Q2: Anyone can tell me if the above code is valid for the inference or should combine these models in a different way?
Hi,
I only fine-tuned the MPT 7B models utilizing the pre-trained weights, without making any changes to the config file. Additionally, I designated a directory path for storing the final fine-tuned PyTorch models. Upon examining the directory, I discovered that there are two sub-models.bin files, a result of the fine-tuning process. There’s also a JSON file named ‘pytorch_model.bin.index.json’, which contains the index of the layers to be used for inference. Some of these layers are found in the first model, while others are in the second model. I utilized the weight_map to load the appropriate layer from the correct model. The following code line was instrumental in resolving the issue:
base_path = “/path/”
Load the index information
with open(base_path + ‘pytorch_model.bin.index.json’, ‘r’) as f:
index_info = json.load(f)
Initialize an empty state dict to hold the weights
state_dict = {}
loaded_dicts = {}
for weight_name, file_name in index_info[‘weight_map’].items():
# Load the state dict for this file (if it hasn’t been loaded already)
if file_name not in loaded_dicts:
loaded_dicts[file_name] = torch.load(base_path + file_name)
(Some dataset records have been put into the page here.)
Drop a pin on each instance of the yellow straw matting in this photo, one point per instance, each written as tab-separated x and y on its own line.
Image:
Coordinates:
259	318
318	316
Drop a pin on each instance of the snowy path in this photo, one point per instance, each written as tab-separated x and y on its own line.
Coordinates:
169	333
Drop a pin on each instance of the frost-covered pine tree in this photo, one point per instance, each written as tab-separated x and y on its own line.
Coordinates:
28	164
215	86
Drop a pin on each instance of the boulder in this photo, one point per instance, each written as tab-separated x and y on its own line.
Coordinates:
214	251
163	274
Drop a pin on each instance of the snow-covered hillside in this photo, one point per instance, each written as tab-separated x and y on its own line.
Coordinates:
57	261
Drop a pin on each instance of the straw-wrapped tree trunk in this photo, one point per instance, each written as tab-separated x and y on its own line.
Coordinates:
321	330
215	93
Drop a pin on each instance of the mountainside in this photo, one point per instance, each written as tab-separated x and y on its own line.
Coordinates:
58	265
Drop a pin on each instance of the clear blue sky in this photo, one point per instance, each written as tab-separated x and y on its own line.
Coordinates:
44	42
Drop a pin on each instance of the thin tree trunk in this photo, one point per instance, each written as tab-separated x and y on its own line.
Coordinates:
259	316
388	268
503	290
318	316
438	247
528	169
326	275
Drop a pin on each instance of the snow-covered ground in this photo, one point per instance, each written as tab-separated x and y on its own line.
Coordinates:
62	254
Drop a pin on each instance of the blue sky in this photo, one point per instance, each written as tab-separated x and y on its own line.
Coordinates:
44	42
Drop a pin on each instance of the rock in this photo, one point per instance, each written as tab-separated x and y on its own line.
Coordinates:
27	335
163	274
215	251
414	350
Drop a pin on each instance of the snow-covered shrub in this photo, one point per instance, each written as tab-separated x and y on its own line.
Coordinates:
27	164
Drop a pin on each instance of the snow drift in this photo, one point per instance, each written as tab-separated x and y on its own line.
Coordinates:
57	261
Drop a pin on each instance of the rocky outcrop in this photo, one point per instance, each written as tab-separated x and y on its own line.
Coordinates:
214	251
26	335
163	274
# Get the weights for this layer
layer_weights = loaded_dicts[file_name][weight_name]
# Add these weights to our combined state dict
state_dict[weight_name] = layer_weights
Load config
config_path = base_path + ‘config.json’ # Replace with actual config path if different
config = AutoConfig.from_pretrained(config_path,trust_remote_code=True)
Initialize model
model = AutoModelForCausalLM.from_config(config,trust_remote_code=True,torch_dtype=torch.bfloat16)
Load combined state dict into the model
model.load_state_dict(state_dict)